It was an act of international terrorism, pure and simple. There can be no valid claims of self-defense on the part of Israeli commandos who attacked a ship of protesters in international waters, killing nine civilians and kidnapping more than 600 others—including fifteen international reporters who were prevented from filing their stories by a nation that claims to be the beacon of democracy in the Mideast.
Trust me, I do not come to this viewpoint lightly. This is an issue I have written about with anguish ever since I visited Gaza and the West Bank immediately after the Six-Day War forty-three years ago, and the fact that those apartheid zones still stand in oppressive isolation from the norms of human rights is a sad commentary on our profession. There is no subject on which American journalists so disgrace themselves by embracing a double standard or about which our politicians are permitted the kind of hypocritical cop-out once again demonstrated by the tepid response of the Obama administration.

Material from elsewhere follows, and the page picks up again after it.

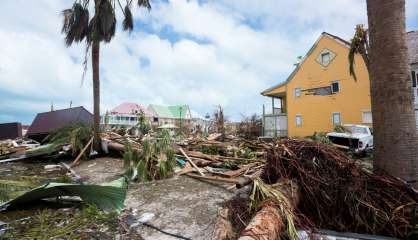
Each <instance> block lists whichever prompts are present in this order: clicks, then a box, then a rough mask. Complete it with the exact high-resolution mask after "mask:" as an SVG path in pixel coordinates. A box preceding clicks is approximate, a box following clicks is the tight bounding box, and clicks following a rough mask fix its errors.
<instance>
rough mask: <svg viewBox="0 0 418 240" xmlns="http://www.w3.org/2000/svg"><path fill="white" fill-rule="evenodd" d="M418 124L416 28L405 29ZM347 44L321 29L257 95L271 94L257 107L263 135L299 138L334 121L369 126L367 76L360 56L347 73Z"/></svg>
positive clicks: (355, 61)
mask: <svg viewBox="0 0 418 240" xmlns="http://www.w3.org/2000/svg"><path fill="white" fill-rule="evenodd" d="M407 43H408V54H409V62H410V64H411V70H412V83H411V85H412V86H413V90H414V95H415V108H416V111H415V112H416V116H417V127H418V92H417V91H418V88H417V79H418V76H417V74H418V31H414V32H408V33H407ZM349 49H350V43H349V42H348V41H345V40H343V39H341V38H340V37H337V36H334V35H332V34H329V33H326V32H324V33H322V34H321V36H320V37H319V38H318V40H317V41H316V42H315V44H314V45H313V46H312V47H311V49H310V50H309V51H308V53H307V54H306V56H305V57H304V58H303V59H302V61H301V62H300V63H299V64H297V66H296V68H295V69H294V71H293V72H292V73H291V74H290V76H289V77H288V78H287V79H286V80H285V81H282V82H281V83H279V84H277V85H275V86H273V87H271V88H269V89H266V90H264V91H263V92H262V93H261V94H262V95H263V96H267V97H270V98H271V101H272V109H271V113H265V112H263V135H264V136H277V137H279V136H280V137H304V136H309V135H312V134H314V133H315V132H326V131H330V130H332V129H333V128H334V126H336V125H340V124H349V123H350V124H365V125H370V126H371V125H372V112H371V97H370V80H369V74H368V71H367V67H366V65H365V63H364V61H363V59H362V57H361V56H360V55H359V54H357V55H356V56H355V62H356V64H355V72H356V74H357V81H355V80H354V79H353V77H352V76H350V73H349V70H348V66H349V62H348V53H349Z"/></svg>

If nothing else, this assault on decency by the Israeli government was clearly intended to derail the peace talks that President Barack Obama has encouraged. But instead of calling Israel on its savagery, the United States is virtually alone in the world in its embarrassingly mild rebuke. The politicians cave so shamelessly because they know that media will be obsequiously tolerant of such immoral equivocation.
The last time I wrote about Israel and Gaza, the San Francisco Chronicle suddenly decided to stop running my weekly column. No great hardship—I have other outlets—but I would be lying if I denied the apprehension I feel every time I dare write critically about Israel and brace myself for the charge that I am yet another “self-hating Jew.” A charge certain to be leveled against even Hedy Epstein, the 85-year-old Holocaust survivor who at last report was attempting to board yet another aid boat, the Rachel Corrie, named after a heroic American protester who was bulldozed to death by Israelis in 2003.

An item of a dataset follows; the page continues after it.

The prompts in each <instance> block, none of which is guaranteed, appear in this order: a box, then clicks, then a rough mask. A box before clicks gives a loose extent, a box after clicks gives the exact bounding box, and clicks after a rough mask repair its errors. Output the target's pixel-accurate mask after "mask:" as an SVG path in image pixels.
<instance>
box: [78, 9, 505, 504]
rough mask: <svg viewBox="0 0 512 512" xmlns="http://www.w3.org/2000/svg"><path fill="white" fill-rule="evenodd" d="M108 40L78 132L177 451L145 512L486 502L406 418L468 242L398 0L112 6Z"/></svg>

The first time I encountered that bewildering criticism of Jews who dare to be morally consistent—despite that being our historical obligation—was when I was an editor at Ramparts and nearly bankrupted the magazine in attempting to cover the Six-Day War, during which Israel grabbed control of Gaza and the West Bank. We had assigned the legendary journalist I.F. Stone to write about the war, thinking it a wise choice, given that he had accompanied the first boats of Jewish displaced persons from World War II traveling to found the state of Israel. Back then he celebrated that quest: “These Jews want the right to live as a people, to build as a people, to make their contribution to the world as a people. Are their national aspirations any less worthy of respect than those of any other oppressed people?”
But then he wrote after the Six-Day War that he felt compelled to deal also with the oppression of the Palestinians and their desire for a home. His report was balanced and fair, which of course was a problem to some of the Ramparts investors who strongly favored honest journalism on every subject except Israel.
I upset them further by traveling to Egypt and Israel at the end of the Six-Day War and visited newly occupied Gaza, where I questioned the assertion of top officials, including Moshe Dayan, that they would bring freedom to the Palestinians there that the previous Egyptian and Jordanian occupiers had denied. It never happened, because the intentions of occupiers to improve the lot of the conquered become moot if the occupiers insist on continuing their reign of power. How easy it is to forget that the Palestinians were not the ones who attacked Israel at the time of the Six-Day War. On the contrary, it was their previous overlords, Egypt and Jordan, with which Israel has long since had relatively good relations. An accommodation of occupiers made above the head of the occupied.
There is no such thing as a morally acceptable occupation, and as the oppressed resist they will become more violent in their desperation. In turn the occupiers will show their true colors as oppressors. As the great Israeli writer Amos Oz wrote in Tuesday’s New York Times, “…ever since the Six-Day war in 1967, Israel has been fixated on military force.” He excoriates the prevailing Israeli view “that the Palestinian problem can be crushed instead of solved.” That is the essence of the problem and the solution: end the crushing occupation and begin to solve the problem of providing the Palestinians, as well as the Jews, with a viable homeland.